The meal ended with a light and unique dessert of moon cakes, which were used in the sixth century to pass secret notes between Chinese soldiers during the Mongolian invasion. Message intercepted: Don't miss eating here.
Where to stay
Four Seasons Lion Palace is the perfect combination of history and modernity with its recent renovation and 2014 opening. The converted 19th-century Russian royal palace is centrally located and offers excellent restaurant options.
Most memorable moments
Looking up at all of the brightly colored mosaic walls and ceilings in the Church of the Spilled Blood. The church was built in honor of Alexander II, who was one of the most beloved tsars for his reforms that included the abolishment of serfdom.
Listening to an a cappella choir as we watched a Russian Orthodox Church service. During services, only standing is allowed by worshippers. A screen of icons, never statues that could lead to idolatry, separates the altar from the masses.
Standing in Palace Square to contemplate Russia’s history of tsars, revolutions, communist rule and turn toward democracy. Towering at just under 156 feet, Alexander Column, is affixed to its base via gravity, which also is hard to believe. It commemorates Russia’s victory in the war with Napoleon’s France.
Uber works like a charm in Russia. With language barriers, it makes navigating and communicating via GPS a snap. If you don't want to use your data roaming, just be sure to connect via wifi at your restaurant or a nearby cafe before selecting a ride and enter your destination before you leave.
Preparing for your visit
Read “Catherine the Great” by Robert Massie. This is now one of my favorite historical books and quickly draws you into the world of tsardom. It actually reads like a gossip column, weaving in historical details that stick with you and have you rooting for Catherine and her destiny to become great and one of the most powerful women in the world.
Disclaimer: allow some time to read it. I was only part way through as I wrote this but loved reading it during our travels. However, read it before if you can to make the most of your sightseeing.
Read “51 Ways to offend a Russian: An American Blunders Through Russia” by Marshall Lincoln. It's a breezy fun read about the cultural norms of Russia.
Watch the History Channel's "History of the Tsars."
Learn a few key phrases. Yes, they may smile as you politely butcher their language, but at least they know you’re trying. While difficult to remember, we at least mastered the basics. A great tip I got from our guide on saying thank you was to remember two English items, "spa" and "sea bass (the second word pronounced "ba"). "Spa-sea-ba" for that tip.
Don't forget to bring
Warm clothes. We were there in early September and I was so happy we brought warm jackets. Remember, this place gets quite a bit of rain and wind, so bring a warmer-than-you-expect jacket for the temperature. I later wished I had added a light sweater layer for our city walks.
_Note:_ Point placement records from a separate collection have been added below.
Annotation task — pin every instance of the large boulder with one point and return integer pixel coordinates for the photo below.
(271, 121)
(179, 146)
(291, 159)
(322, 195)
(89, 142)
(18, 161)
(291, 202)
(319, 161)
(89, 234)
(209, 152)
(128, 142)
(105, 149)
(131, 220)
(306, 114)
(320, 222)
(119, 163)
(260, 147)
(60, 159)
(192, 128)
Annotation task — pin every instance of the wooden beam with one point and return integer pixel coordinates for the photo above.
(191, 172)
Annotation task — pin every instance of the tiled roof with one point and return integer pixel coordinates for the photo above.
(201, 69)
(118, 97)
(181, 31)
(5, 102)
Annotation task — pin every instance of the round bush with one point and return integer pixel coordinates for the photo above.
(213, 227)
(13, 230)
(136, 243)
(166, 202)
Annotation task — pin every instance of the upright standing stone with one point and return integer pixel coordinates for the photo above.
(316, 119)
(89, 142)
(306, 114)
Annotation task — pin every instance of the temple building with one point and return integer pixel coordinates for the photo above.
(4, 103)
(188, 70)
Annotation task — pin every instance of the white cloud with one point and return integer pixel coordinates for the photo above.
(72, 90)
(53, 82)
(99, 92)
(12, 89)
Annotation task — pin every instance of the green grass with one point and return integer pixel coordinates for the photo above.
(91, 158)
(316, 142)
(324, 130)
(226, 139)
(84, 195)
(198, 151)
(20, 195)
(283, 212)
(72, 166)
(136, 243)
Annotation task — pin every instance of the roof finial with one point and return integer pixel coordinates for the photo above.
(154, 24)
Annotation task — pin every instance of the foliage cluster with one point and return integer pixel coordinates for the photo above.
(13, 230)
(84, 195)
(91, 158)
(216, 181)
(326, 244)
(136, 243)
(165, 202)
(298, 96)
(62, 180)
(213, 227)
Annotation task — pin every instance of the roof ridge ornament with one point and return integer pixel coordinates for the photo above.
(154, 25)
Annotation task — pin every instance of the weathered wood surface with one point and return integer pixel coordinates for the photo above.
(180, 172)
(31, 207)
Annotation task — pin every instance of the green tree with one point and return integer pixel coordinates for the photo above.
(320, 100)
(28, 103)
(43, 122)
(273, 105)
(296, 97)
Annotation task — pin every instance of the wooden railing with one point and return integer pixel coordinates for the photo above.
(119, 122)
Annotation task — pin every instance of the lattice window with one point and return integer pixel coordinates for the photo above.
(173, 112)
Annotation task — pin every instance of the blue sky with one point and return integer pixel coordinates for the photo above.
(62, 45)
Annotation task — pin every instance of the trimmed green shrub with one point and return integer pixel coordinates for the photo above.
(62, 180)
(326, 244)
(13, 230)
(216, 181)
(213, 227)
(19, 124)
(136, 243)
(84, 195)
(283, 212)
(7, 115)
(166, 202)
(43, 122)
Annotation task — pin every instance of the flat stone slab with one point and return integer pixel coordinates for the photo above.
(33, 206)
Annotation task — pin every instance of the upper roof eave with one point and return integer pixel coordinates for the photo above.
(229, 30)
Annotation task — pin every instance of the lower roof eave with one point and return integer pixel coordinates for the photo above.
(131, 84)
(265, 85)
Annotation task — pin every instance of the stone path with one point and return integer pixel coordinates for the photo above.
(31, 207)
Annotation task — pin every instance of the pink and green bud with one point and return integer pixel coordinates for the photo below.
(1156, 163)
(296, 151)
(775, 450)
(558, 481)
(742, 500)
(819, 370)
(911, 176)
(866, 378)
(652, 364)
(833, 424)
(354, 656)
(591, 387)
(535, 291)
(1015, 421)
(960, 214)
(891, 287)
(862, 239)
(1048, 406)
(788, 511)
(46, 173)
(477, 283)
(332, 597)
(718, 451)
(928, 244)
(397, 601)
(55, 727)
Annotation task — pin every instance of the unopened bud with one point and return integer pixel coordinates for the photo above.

Your preconceptions about Russia. Revert to your inner child. Bring your childlike wonder and innocence to take it in.
Your high heels. Even in the evening, you’ll probably be walking to dinner. If you do want to wear high heels, pack comfy, light shoes you can wear walking to the restaurants and then exchange them for heels packed in your purse. In general, this tourist town is casual. Even for our finest meals, dressy jeans would suffice.
What are your favorite things about St. Petersburg? What are your tips for making the most of a trip there?